The basic idea is to have a generic class that either creates the required objects for you or returns an existing object, if you already created it. Inefficient code like this:
algorithm(T1 input, T2 output, parameters) { buffer mybuff(buffer_parameters); calculation(input, output, buffer); // buffer goes out of scope and is destroyed } for() algorithm(input, output, parameters);
creates a buffer object in each invocation of algorithm. This is oftentimes unnecessary. The buffer object could be reused in subsequent calls which would result in code such as:
algorithm(T1 input, T2 output, parameters, workspace & ws) { buffer & mybuff = ws.get(name, buffer_parameters); calculation(input, output, buffer); // buffer is not destroyed } { workspace ws; for() algorithm(input, output, parameters, ws); } // workspace goes out of scope; all objects are destoryed
The name in the above code acts as an object identifier. If the same object should be used a second time it has to be accessed using the same object identifier.
More Features
Specifying only the name of an object as its identifier might not be enough. The following code could be ambiguous and might result in an error:
buffer & mybuff = ws.get("mybuff", size(1024)); // later call buffer & mybuff = ws.get ("mybuff", size(2048));
When using mybuff after the later call, it might be expected that the buffer has a size of 2048. But the workspace object returns the object created before which is smaller.
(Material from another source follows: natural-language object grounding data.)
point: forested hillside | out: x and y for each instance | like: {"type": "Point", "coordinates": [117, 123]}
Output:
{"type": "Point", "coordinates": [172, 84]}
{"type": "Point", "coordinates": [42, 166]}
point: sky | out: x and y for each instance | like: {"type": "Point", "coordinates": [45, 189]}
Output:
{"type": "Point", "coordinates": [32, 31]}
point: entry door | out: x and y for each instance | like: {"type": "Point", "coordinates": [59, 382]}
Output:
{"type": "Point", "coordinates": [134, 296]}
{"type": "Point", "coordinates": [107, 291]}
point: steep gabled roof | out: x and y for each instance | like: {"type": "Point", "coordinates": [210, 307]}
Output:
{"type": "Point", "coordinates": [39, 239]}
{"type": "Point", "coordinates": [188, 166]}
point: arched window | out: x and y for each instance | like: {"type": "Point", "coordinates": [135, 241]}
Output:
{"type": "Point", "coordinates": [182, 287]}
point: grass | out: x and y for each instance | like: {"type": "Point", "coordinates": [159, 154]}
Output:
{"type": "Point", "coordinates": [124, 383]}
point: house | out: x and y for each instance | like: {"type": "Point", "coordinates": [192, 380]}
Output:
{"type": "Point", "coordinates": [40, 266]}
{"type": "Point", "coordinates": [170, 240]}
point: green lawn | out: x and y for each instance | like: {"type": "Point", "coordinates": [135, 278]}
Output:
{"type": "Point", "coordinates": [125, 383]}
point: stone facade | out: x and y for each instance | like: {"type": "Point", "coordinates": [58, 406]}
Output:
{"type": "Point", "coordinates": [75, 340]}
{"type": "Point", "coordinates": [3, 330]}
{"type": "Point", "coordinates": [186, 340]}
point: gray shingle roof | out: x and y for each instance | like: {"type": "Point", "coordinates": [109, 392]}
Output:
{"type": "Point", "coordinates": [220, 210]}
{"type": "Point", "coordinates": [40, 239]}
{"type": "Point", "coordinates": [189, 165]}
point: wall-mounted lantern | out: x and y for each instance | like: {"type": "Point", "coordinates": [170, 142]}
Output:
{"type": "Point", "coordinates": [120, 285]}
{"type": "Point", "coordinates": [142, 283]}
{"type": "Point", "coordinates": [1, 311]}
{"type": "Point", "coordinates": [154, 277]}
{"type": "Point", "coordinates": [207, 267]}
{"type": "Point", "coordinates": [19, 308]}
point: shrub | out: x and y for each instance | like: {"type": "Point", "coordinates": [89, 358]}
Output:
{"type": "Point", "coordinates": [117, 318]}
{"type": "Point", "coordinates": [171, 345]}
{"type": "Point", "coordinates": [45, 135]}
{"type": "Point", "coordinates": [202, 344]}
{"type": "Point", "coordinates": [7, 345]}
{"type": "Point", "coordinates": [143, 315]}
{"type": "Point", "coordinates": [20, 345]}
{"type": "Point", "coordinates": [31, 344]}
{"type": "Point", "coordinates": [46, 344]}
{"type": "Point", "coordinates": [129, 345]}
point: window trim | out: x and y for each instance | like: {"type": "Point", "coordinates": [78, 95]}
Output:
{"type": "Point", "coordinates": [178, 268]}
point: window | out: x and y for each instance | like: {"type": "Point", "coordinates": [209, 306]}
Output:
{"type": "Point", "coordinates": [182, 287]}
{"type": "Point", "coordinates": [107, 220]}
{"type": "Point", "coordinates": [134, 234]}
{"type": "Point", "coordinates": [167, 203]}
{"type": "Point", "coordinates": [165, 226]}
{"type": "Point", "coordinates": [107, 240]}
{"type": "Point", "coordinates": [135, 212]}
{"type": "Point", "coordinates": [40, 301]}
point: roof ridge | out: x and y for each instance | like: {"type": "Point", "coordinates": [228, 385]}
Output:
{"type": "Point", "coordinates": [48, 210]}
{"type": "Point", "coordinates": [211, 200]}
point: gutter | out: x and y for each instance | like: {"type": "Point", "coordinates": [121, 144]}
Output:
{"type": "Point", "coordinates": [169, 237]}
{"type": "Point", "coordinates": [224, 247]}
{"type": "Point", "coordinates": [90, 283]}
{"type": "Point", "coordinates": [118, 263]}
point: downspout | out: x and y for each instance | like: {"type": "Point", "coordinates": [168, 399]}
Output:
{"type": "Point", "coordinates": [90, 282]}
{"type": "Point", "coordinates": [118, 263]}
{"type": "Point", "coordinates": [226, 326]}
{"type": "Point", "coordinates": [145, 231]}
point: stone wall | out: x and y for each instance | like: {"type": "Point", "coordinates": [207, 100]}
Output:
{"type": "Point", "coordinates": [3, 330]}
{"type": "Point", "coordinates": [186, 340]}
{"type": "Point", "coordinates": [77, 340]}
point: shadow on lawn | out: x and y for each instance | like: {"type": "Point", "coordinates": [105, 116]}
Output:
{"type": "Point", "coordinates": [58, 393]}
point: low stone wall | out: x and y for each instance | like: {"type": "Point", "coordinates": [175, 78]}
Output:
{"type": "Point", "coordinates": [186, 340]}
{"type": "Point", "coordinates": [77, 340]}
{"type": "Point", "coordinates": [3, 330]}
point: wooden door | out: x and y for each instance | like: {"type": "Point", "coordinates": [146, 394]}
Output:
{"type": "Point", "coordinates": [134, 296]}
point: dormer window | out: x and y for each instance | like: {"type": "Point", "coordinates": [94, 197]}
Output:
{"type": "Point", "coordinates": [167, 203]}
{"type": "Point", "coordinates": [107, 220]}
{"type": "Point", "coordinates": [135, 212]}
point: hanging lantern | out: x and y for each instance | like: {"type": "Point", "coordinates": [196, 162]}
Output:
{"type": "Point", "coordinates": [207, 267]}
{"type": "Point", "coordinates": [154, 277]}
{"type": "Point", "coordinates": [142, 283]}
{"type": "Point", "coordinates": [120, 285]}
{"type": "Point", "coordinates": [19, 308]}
A simple workaround would be to always resize the buffer before it is used.
As an alternative the workspace object can be instructed to not only consider the name as an object identifier when checking if the object already exists but also some parameter of the constructor. Wrapping parameters with the “arg” method marks them to be considered when resolving existing objects.
buffer & mybuff = ws.get("mybuff", workspace::arg(size(1024))); // later call buffer & mybuff = ws.get ("mybuff", workspace::arg(size(2048)));
This code will create two different buffer objects.
Implementation
The workspace holds a map of pointers to the objects it manages. The map’s key is an arbitrary name for the resource. In addition to the pointer, a functor that properly destroys the object referenced by the pointer is stored.
A call to get<T>
will check if an object with ‘name’ already exists. If not, an object is created using the parameters (as well as a function object to destroy it). If it exists a reference is returned.
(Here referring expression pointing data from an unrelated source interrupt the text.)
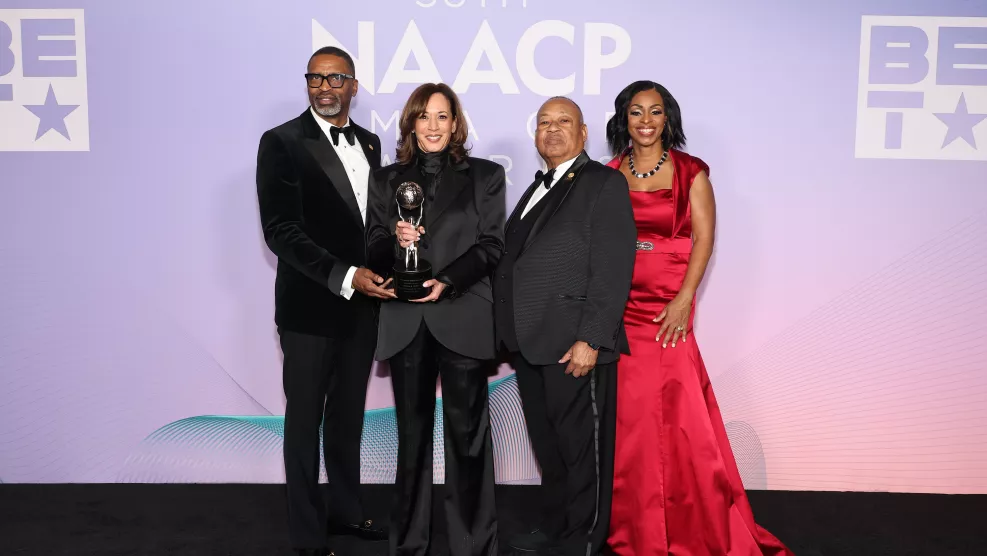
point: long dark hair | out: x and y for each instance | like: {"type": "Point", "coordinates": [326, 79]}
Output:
{"type": "Point", "coordinates": [672, 137]}
{"type": "Point", "coordinates": [415, 107]}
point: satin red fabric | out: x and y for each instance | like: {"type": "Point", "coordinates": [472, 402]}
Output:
{"type": "Point", "coordinates": [676, 486]}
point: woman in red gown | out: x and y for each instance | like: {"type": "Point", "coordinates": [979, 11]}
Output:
{"type": "Point", "coordinates": [676, 489]}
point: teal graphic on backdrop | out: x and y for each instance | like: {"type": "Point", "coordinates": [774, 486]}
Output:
{"type": "Point", "coordinates": [212, 447]}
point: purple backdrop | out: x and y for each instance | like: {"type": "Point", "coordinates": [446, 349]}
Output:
{"type": "Point", "coordinates": [841, 319]}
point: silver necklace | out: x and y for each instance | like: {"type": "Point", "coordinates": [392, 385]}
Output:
{"type": "Point", "coordinates": [630, 163]}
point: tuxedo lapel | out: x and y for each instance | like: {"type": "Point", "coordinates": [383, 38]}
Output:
{"type": "Point", "coordinates": [566, 183]}
{"type": "Point", "coordinates": [454, 181]}
{"type": "Point", "coordinates": [320, 147]}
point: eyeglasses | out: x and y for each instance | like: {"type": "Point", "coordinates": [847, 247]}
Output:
{"type": "Point", "coordinates": [336, 80]}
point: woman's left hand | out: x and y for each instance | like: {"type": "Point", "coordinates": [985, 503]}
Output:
{"type": "Point", "coordinates": [674, 321]}
{"type": "Point", "coordinates": [437, 289]}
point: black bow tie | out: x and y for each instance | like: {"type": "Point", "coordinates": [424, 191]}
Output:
{"type": "Point", "coordinates": [349, 132]}
{"type": "Point", "coordinates": [545, 179]}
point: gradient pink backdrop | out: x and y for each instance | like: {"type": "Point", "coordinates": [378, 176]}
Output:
{"type": "Point", "coordinates": [842, 319]}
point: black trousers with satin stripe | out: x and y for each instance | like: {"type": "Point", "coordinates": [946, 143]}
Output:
{"type": "Point", "coordinates": [572, 428]}
{"type": "Point", "coordinates": [468, 502]}
{"type": "Point", "coordinates": [325, 383]}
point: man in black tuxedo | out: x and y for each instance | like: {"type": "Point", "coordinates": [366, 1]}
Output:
{"type": "Point", "coordinates": [313, 174]}
{"type": "Point", "coordinates": [560, 291]}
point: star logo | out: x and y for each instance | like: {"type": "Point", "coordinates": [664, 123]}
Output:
{"type": "Point", "coordinates": [51, 115]}
{"type": "Point", "coordinates": [960, 123]}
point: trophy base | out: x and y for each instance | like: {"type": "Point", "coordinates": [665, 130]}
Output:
{"type": "Point", "coordinates": [408, 283]}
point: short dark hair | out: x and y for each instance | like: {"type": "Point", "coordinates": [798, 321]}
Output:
{"type": "Point", "coordinates": [672, 137]}
{"type": "Point", "coordinates": [334, 51]}
{"type": "Point", "coordinates": [415, 107]}
{"type": "Point", "coordinates": [579, 109]}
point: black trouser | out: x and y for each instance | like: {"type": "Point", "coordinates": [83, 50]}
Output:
{"type": "Point", "coordinates": [572, 431]}
{"type": "Point", "coordinates": [324, 376]}
{"type": "Point", "coordinates": [469, 496]}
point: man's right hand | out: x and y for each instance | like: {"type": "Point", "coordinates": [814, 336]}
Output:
{"type": "Point", "coordinates": [369, 284]}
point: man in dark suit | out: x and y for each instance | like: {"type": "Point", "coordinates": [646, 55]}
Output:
{"type": "Point", "coordinates": [313, 174]}
{"type": "Point", "coordinates": [560, 291]}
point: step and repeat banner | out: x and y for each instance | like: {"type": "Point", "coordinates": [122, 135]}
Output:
{"type": "Point", "coordinates": [843, 318]}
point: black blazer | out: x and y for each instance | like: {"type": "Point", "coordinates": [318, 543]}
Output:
{"type": "Point", "coordinates": [573, 275]}
{"type": "Point", "coordinates": [312, 222]}
{"type": "Point", "coordinates": [464, 226]}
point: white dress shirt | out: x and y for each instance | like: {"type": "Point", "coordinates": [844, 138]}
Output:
{"type": "Point", "coordinates": [358, 171]}
{"type": "Point", "coordinates": [540, 191]}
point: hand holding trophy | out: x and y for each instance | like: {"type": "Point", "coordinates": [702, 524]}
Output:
{"type": "Point", "coordinates": [410, 272]}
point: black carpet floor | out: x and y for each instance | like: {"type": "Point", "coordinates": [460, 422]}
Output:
{"type": "Point", "coordinates": [249, 520]}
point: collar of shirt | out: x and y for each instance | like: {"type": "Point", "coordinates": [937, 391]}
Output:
{"type": "Point", "coordinates": [561, 169]}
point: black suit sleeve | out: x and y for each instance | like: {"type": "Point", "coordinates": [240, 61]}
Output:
{"type": "Point", "coordinates": [481, 259]}
{"type": "Point", "coordinates": [382, 244]}
{"type": "Point", "coordinates": [612, 252]}
{"type": "Point", "coordinates": [280, 198]}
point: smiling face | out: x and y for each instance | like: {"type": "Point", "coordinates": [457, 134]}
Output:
{"type": "Point", "coordinates": [327, 101]}
{"type": "Point", "coordinates": [435, 126]}
{"type": "Point", "coordinates": [646, 118]}
{"type": "Point", "coordinates": [561, 134]}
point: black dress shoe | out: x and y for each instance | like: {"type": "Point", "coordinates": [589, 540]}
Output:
{"type": "Point", "coordinates": [365, 531]}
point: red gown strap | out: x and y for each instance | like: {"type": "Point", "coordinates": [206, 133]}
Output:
{"type": "Point", "coordinates": [687, 167]}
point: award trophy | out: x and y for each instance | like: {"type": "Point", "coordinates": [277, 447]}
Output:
{"type": "Point", "coordinates": [410, 272]}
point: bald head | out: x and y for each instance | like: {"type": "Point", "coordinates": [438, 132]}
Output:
{"type": "Point", "coordinates": [561, 132]}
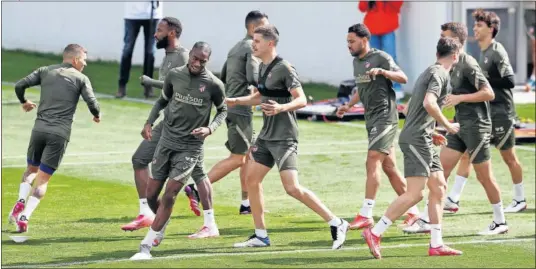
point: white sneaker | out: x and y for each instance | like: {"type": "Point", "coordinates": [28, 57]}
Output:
{"type": "Point", "coordinates": [516, 206]}
{"type": "Point", "coordinates": [254, 241]}
{"type": "Point", "coordinates": [206, 232]}
{"type": "Point", "coordinates": [338, 233]}
{"type": "Point", "coordinates": [495, 228]}
{"type": "Point", "coordinates": [420, 226]}
{"type": "Point", "coordinates": [451, 206]}
{"type": "Point", "coordinates": [144, 254]}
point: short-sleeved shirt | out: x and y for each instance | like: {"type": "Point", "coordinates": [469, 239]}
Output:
{"type": "Point", "coordinates": [419, 125]}
{"type": "Point", "coordinates": [283, 126]}
{"type": "Point", "coordinates": [466, 77]}
{"type": "Point", "coordinates": [378, 96]}
{"type": "Point", "coordinates": [495, 63]}
{"type": "Point", "coordinates": [190, 103]}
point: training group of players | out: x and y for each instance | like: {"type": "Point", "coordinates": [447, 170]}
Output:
{"type": "Point", "coordinates": [254, 74]}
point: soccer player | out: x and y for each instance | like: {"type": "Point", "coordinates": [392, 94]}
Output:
{"type": "Point", "coordinates": [280, 94]}
{"type": "Point", "coordinates": [61, 88]}
{"type": "Point", "coordinates": [188, 95]}
{"type": "Point", "coordinates": [496, 67]}
{"type": "Point", "coordinates": [239, 72]}
{"type": "Point", "coordinates": [167, 34]}
{"type": "Point", "coordinates": [421, 161]}
{"type": "Point", "coordinates": [470, 96]}
{"type": "Point", "coordinates": [374, 71]}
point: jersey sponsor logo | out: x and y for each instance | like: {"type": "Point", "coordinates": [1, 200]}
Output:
{"type": "Point", "coordinates": [188, 99]}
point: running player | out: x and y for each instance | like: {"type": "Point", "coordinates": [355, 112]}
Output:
{"type": "Point", "coordinates": [421, 161]}
{"type": "Point", "coordinates": [239, 72]}
{"type": "Point", "coordinates": [374, 71]}
{"type": "Point", "coordinates": [167, 34]}
{"type": "Point", "coordinates": [496, 67]}
{"type": "Point", "coordinates": [188, 95]}
{"type": "Point", "coordinates": [470, 96]}
{"type": "Point", "coordinates": [280, 95]}
{"type": "Point", "coordinates": [61, 88]}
If the workspace goes out of scope, the destructor iterates over all object the workspace holds and destroys them in reverse order of creation.
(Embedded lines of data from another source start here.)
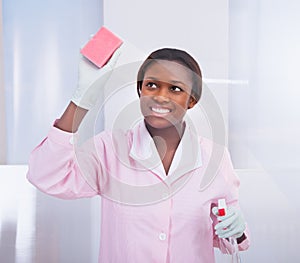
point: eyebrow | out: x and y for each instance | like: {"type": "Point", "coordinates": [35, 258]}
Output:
{"type": "Point", "coordinates": [172, 81]}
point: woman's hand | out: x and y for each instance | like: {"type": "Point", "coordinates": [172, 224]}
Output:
{"type": "Point", "coordinates": [230, 225]}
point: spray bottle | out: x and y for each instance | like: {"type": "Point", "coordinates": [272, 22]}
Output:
{"type": "Point", "coordinates": [222, 210]}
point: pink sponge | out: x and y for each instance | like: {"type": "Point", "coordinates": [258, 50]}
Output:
{"type": "Point", "coordinates": [101, 47]}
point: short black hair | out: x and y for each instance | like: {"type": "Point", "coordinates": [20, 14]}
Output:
{"type": "Point", "coordinates": [176, 55]}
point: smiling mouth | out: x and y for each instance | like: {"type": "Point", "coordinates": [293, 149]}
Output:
{"type": "Point", "coordinates": [160, 110]}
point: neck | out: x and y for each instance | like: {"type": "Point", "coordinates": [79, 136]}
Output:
{"type": "Point", "coordinates": [170, 135]}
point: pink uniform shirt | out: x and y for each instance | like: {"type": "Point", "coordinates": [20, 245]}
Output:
{"type": "Point", "coordinates": [147, 216]}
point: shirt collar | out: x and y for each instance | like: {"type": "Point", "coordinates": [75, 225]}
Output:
{"type": "Point", "coordinates": [187, 156]}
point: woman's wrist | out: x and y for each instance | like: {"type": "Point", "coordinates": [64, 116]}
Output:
{"type": "Point", "coordinates": [71, 118]}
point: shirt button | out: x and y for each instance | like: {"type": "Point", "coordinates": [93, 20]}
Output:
{"type": "Point", "coordinates": [162, 236]}
{"type": "Point", "coordinates": [71, 141]}
{"type": "Point", "coordinates": [165, 195]}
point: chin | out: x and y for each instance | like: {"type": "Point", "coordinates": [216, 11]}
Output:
{"type": "Point", "coordinates": [160, 123]}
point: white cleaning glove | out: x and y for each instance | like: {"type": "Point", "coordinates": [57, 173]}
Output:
{"type": "Point", "coordinates": [91, 80]}
{"type": "Point", "coordinates": [230, 225]}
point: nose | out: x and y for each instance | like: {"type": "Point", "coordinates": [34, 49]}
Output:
{"type": "Point", "coordinates": [162, 96]}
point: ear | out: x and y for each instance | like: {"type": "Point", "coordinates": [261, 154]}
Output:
{"type": "Point", "coordinates": [192, 102]}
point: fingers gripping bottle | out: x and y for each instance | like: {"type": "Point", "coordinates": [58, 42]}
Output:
{"type": "Point", "coordinates": [222, 211]}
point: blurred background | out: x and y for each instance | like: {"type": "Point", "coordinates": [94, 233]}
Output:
{"type": "Point", "coordinates": [249, 52]}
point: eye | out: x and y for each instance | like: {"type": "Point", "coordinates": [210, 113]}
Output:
{"type": "Point", "coordinates": [151, 85]}
{"type": "Point", "coordinates": [176, 89]}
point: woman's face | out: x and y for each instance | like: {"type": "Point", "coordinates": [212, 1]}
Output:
{"type": "Point", "coordinates": [165, 95]}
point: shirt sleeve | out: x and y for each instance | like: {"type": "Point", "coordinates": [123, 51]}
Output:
{"type": "Point", "coordinates": [229, 185]}
{"type": "Point", "coordinates": [53, 167]}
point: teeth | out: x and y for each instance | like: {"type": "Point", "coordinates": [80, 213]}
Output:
{"type": "Point", "coordinates": [160, 110]}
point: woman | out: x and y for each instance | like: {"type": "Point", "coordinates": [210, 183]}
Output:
{"type": "Point", "coordinates": [148, 176]}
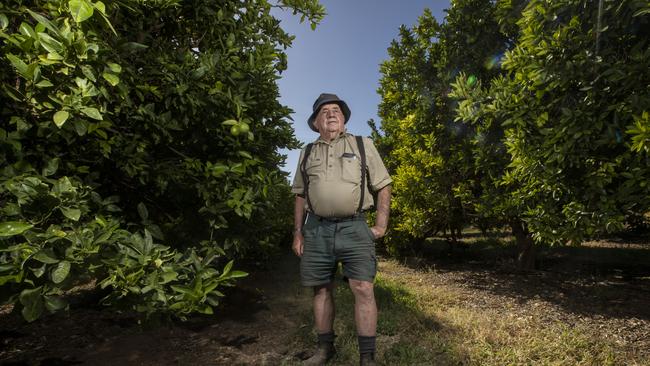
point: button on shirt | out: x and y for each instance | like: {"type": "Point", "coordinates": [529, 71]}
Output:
{"type": "Point", "coordinates": [334, 170]}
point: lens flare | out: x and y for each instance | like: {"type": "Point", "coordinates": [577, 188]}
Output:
{"type": "Point", "coordinates": [494, 61]}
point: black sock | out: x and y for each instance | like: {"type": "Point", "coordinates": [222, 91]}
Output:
{"type": "Point", "coordinates": [366, 344]}
{"type": "Point", "coordinates": [326, 338]}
I used some of the nifty new C++0x language features (variadic templates, std::function and the lambda functions) to implement the workspace class. I thought this was a good idea since the Final Draft International Standard was approved recently. I found the features to be very powerful as well as incredibly useful.
The argument dependent lookup is implemented in a crude way: the arguments are appended to the name string as characters. This should be sufficient for basic use and works well for all built-in types.
Arguments that are supposed to be added to the object identifier are detected as they are wrapped in a special_arg class. Partial template specialization and the unpack operator help appending the arguments to the object identifier.
The current implementation can be found in my workspace git repository.
Discussion
It might very well be that something like this already exists in a more elegant form and that I have simply not been aware of or failed to identify as a solution to this problem. I’m for example aware of pool allocators but I believe that I propose a more abstract concept. Buffers that are part of a workspace still could use a pool allocator.
Also the code in the repository is written rather quickly and I’m quite sure there are some rough edges where the code is not as efficient as it could be (passing by reference comes to mind).